1. お、戻ったのか、ユーリス。 まさか今日のうちに帰ってくるとは。
  2. おう。日が昇る前に帰らねえと、また俺を 心配した誰かに部屋を漁られかねないしな。
  3. 漁っていないと答える
  4. 誰のことだと尋ねる
  5. いや、あの時は漁ってたわけじゃないぞ。 何だよ、まだ根に持ってるのか?
  6. おいおい、誰かって誰だよ、まったく。 お前、まだ根に持ってるのか?
  7. 馬鹿野郎、冗談だっての。真に受けるなよ。 もう夜も遅いし、お前も早く休むんだな。
  8. わかってる。ちょっと目が覚めただけだ。 ……ところで、母さんは大丈夫だったのか?
  9. あー……まあ、芳しくないのは確かだが、 別に、すぐに死ぬってわけでもないらしい。
  10. 俺はもう少し残るつもりだったんだが、 今やるべきことをやれって言われちまった。
  11. まったく、顔が見たいって言ってみたり、 帰れって言ったり、忙しい人だよ。本当に。
  12. そういう話を聞いてると、俺も母さん…… 育ての母を、思い出すな。
  13. 亡くなったんだっけ。そんな顔で話が できるってことは、良い人だったんだな。
  14. ああ、俺にはもったいない人だった。 拾い子の俺に、生き方を教えてくれた。

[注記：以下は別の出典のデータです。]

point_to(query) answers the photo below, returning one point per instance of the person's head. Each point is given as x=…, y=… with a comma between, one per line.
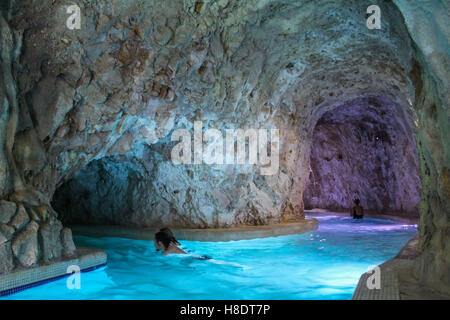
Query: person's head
x=170, y=234
x=162, y=240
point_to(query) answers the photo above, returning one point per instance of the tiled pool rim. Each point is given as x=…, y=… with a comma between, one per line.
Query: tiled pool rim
x=88, y=260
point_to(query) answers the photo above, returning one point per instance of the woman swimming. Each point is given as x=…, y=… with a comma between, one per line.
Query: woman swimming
x=165, y=240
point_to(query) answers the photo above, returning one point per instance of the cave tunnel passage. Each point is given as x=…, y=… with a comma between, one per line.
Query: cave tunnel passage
x=364, y=149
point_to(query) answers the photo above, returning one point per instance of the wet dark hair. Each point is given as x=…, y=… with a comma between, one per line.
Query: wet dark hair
x=169, y=233
x=164, y=238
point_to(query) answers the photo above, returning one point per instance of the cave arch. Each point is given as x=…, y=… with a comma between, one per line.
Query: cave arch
x=366, y=149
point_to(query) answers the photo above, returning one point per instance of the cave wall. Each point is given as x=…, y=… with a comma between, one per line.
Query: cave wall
x=427, y=22
x=364, y=150
x=136, y=70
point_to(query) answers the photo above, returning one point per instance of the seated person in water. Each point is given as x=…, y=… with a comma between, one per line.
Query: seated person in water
x=357, y=210
x=164, y=240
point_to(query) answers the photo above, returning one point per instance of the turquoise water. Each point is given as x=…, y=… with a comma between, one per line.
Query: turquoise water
x=324, y=264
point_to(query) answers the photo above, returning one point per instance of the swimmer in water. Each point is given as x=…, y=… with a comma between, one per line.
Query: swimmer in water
x=166, y=241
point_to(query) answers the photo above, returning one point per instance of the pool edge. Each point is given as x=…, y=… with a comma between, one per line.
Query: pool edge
x=207, y=235
x=88, y=259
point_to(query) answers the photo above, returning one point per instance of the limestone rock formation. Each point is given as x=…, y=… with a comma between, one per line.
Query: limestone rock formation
x=367, y=155
x=25, y=245
x=68, y=247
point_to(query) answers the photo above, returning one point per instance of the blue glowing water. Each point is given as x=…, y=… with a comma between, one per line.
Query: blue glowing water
x=324, y=264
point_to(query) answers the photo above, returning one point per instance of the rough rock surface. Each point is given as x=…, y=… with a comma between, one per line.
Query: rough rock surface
x=25, y=245
x=113, y=92
x=427, y=22
x=68, y=247
x=7, y=211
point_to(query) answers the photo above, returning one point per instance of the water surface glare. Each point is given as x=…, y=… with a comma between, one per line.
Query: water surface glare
x=324, y=264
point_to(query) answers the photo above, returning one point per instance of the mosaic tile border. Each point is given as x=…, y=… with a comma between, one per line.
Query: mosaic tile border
x=88, y=260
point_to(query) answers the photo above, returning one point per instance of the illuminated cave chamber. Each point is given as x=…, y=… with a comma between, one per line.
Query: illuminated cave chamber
x=364, y=149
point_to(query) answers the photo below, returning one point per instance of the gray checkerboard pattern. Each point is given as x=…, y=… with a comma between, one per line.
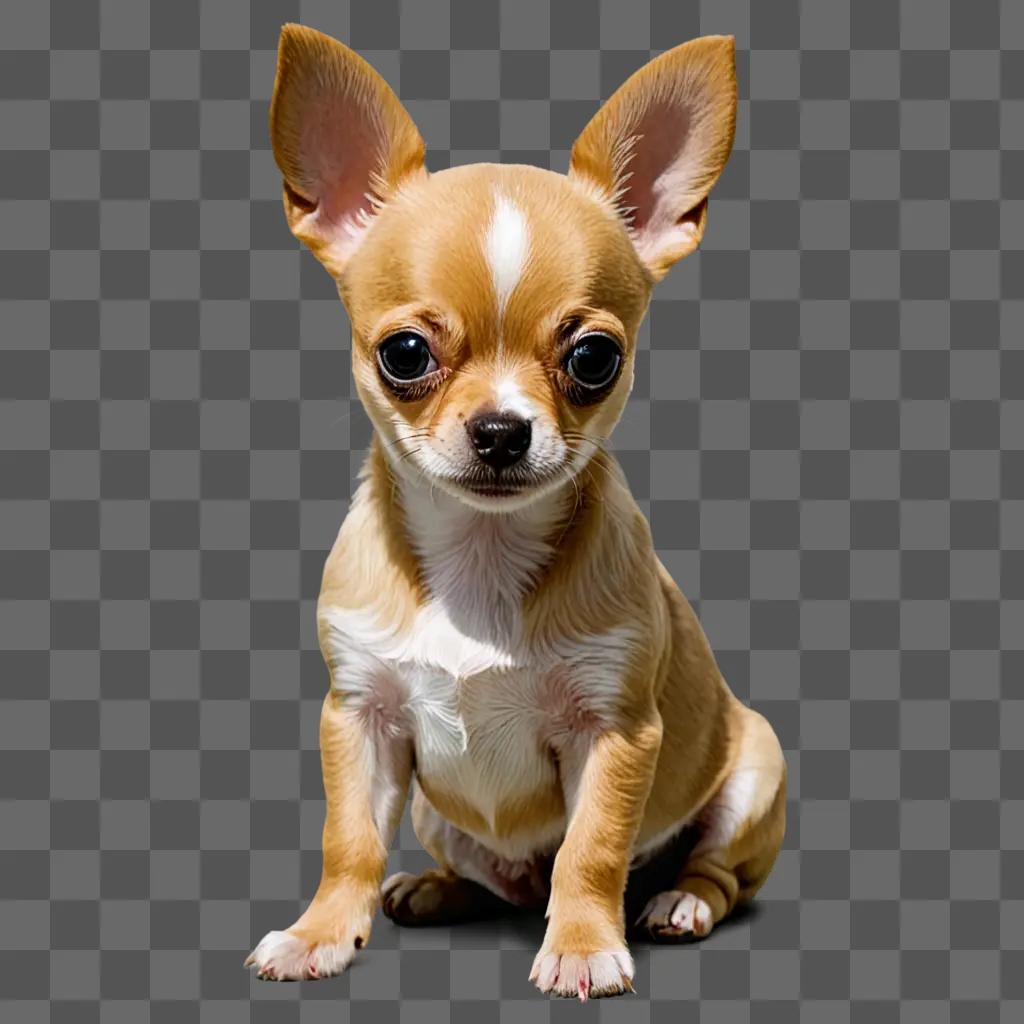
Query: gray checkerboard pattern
x=827, y=431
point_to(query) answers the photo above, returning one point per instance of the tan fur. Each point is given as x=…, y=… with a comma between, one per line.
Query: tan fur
x=677, y=747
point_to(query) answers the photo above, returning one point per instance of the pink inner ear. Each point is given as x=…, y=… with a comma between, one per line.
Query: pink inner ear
x=663, y=130
x=340, y=154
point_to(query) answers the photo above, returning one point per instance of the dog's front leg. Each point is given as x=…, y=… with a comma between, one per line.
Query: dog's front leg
x=607, y=780
x=366, y=781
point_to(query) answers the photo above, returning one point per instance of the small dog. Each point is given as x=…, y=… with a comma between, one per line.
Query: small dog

  15. 血の繋がりこそないが、 あの人は確かに俺の母親だよ。
  16. ガキにそこまで言ってもらえて、 お前の母さんも喜んでるだろうよ。
  17. ……そうだ。ずっと気になってたんだが、 折角だから教えてくれ。
  18. お前の名前、母さんがつけてくれたんだろ? どういう由来なんだ? 珍しい名前だよな。
  19. ……空を見てみろ。……いや違う、 もう少し左だ。そこに明るい星があるだろ。
  20. 左? 明るい星? ……どれだ? あれって言われてもさっぱりわからん。
  21. なら、わからなくても別にいい。 とりあえず、あの星の古い名前なんだとさ。
  22. 天上におられる女神様が、 自らの従者としたという白い星。
  23. 母さんは敬虔なセイロス教徒ではあるが、 貧民のガキにつける名前にしては仰々しい。
  24. そうか? いいじゃないか、 それだけお前が大事だってことだろ。
  25. ……そうだな。まあ、俺は気に入ってるよ。 何つっても、母さんがくれた名前だからな。
  26. 母さんがどこまで経典の中身を 理解してるかは俺もわからないが……
  27. あの人なりに、精一杯考えてくれた 名前だってことだけは間違いないんだ。
  28. そんなに想いの込められた名前なのに、 俺たちは呼んだら駄目なのか。
  29. ……俺は、いろんな名前を名乗って、 その度にいろんな人間の仮面を被ってきた。
  30. だがこの名前で呼ばれる時だけは、 俺は何の仮面も被らずにいられる。
  31. この名前を呼ばせるとしたら、それは 肉親だとかの特別な相手だけなんだよ。
  32. そんなに俺をそう呼びてえなら、 俺と一生を共にする覚悟でも決めるこった。
  33. 考えておく
  34. 笑い飛ばす
  35. 一生を共に、か……。 考えておく。
  36. ぶっ……っははは! 何でそんな真顔で 答えてるんだよ。ああ、傑作だ!
  37. ははは、何言ってるんだ、ユーリス。 一生ってのは流石に荷が重すぎるぞ。
  38. 当たり前だろ。「覚悟はできてる」 なんて言われたらどうしようかと思った。
  39. まあ、良い名前だって 言ってもらえたのは素直に喜んでおくか。
  40. けど、もし本気で覚悟が決まったら、 言えよな? 考えといてやるからさ。